AlphaZero, DeepMind’s general-purpose game AI, started with only the rules of chess — no human games, no opening books, no endgame databases — and played approximately 44 million games against itself over 9 hours. At the end of those 9 hours, it was the strongest chess entity in the world. In a 1,000-game match against Stockfish 8 (then the world’s strongest traditional chess engine), AlphaZero won 155 games, drew 839, and lost 6. Stockfish evaluates 70 million positions per second; AlphaZero evaluates 80,000. Quality of evaluation, when good enough, beats speed of evaluation.

The Architecture

AlphaZero was published in a 2017 paper by David Silver and colleagues at DeepMind. Unlike the systems that came before it — Deep Blue (handcrafted evaluation functions), Stockfish (decades of expert tuning), or even AlphaGo (which used human game data for initial training) — AlphaZero used only tabula rasa reinforcement learning:

  1. Start with a neural network that has no knowledge of chess except the rules.
  2. Have the network play games against itself.
  3. Update the network’s weights to prefer moves that led to winning positions.
  4. Repeat approximately 44 million times.

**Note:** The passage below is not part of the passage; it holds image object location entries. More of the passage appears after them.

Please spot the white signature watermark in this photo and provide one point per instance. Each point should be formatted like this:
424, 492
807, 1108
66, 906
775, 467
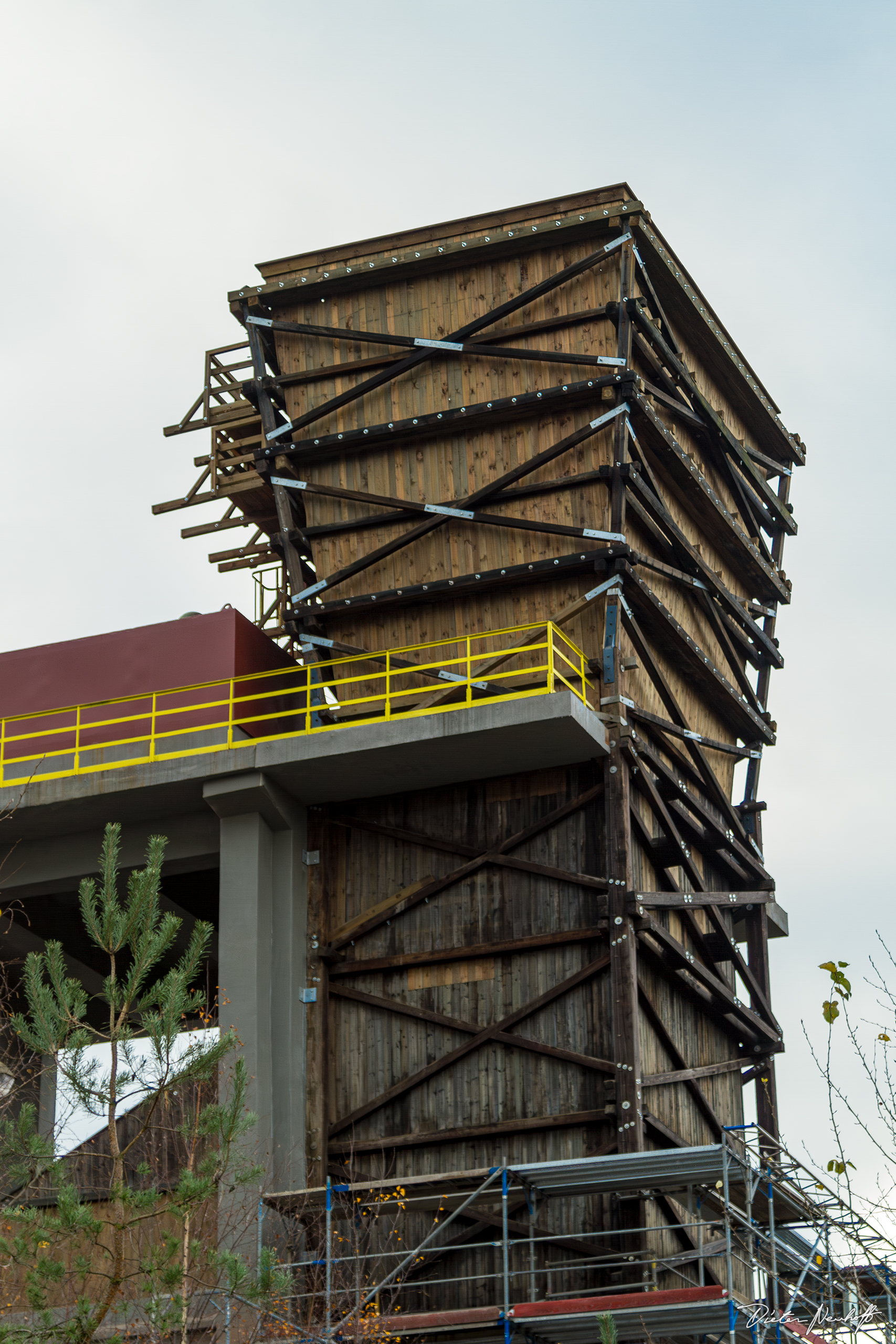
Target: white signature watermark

The network that emerged evaluated positions using intuition — pattern recognition developed through self-play — rather than by searching millions of positions per second for forced sequences. The neural network’s evaluation was so accurate that searching 80,000 positions was sufficient to identify the best move.

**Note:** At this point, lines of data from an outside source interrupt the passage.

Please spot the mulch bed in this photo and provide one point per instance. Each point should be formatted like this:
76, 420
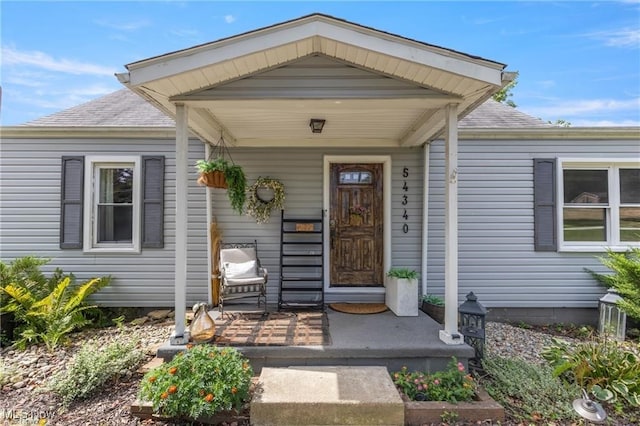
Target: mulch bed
272, 329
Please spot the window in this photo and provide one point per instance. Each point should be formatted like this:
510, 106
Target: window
600, 205
112, 204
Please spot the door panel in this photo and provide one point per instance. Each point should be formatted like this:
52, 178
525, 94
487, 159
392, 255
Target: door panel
356, 225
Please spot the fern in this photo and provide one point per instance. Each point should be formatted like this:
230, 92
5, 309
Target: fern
47, 312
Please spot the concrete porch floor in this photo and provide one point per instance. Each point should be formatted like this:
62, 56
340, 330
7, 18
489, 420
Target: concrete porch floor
362, 340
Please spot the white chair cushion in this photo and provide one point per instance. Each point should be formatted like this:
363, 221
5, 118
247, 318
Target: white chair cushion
237, 255
234, 271
244, 281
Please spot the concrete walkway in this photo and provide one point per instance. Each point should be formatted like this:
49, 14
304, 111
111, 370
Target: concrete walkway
363, 340
326, 396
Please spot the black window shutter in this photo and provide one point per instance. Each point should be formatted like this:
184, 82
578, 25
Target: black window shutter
153, 201
71, 202
544, 189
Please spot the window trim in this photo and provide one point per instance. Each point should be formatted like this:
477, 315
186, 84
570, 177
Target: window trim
91, 192
612, 210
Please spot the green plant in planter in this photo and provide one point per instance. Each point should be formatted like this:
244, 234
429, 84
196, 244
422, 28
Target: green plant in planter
237, 183
433, 299
403, 273
218, 164
200, 382
234, 177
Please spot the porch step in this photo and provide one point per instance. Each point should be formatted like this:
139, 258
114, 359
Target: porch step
336, 395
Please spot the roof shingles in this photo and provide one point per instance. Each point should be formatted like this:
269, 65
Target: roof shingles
125, 108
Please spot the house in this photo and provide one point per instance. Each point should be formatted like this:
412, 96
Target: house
475, 195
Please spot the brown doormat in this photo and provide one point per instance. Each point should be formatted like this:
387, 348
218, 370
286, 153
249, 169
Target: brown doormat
359, 308
272, 329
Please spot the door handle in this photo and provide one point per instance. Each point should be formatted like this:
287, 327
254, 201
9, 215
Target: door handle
332, 233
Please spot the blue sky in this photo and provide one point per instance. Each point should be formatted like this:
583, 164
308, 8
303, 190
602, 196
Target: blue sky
578, 61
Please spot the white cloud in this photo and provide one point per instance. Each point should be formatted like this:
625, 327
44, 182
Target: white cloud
547, 84
605, 123
11, 56
579, 107
59, 100
625, 37
190, 33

The Results Against Stockfish

The match conditions published in the 2017 paper gave each engine one minute of computing time per move. Stockfish was configured with its standard opening book. AlphaZero was not given an opening book — it had to play any opening it had discovered through self-play.

Result summary:

  • AlphaZero wins: 155
  • Draws: 839
  • Stockfish wins: 6

The games were analyzed by grandmasters. AlphaZero’s play was described as aesthetic rather than purely tactical: it sacrificed material for long-term positional advantages that it evaluated as winning before any human could calculate why. It played openings (the London System, for example) that had been considered safe and conservative and converted them into decisive attacks.

The Three Games in One Training Run

AlphaZero’s 2018 paper trained the same architecture on chess, shogi (Japanese chess), and Go simultaneously — each game from scratch. The time required to reach superhuman level:

  • Chess: ~9 hours
  • Shogi: ~12 hours
  • Go: ~13 days

AlphaZero beat the previous Go champion (AlphaGo Zero) after 13 days of self-play. This result — covered in DeepMind and AlphaGo — established that a single architecture, with no domain-specific engineering, could master multiple complex games from rules alone.

The philosophical implication: deep learning systems can develop sophisticated strategic understanding through experience in a way that does not require explicit programming of the strategic concepts. Whether this represents “understanding” in any meaningful sense is debated, but the practical result — superhuman performance across multiple domains — is not.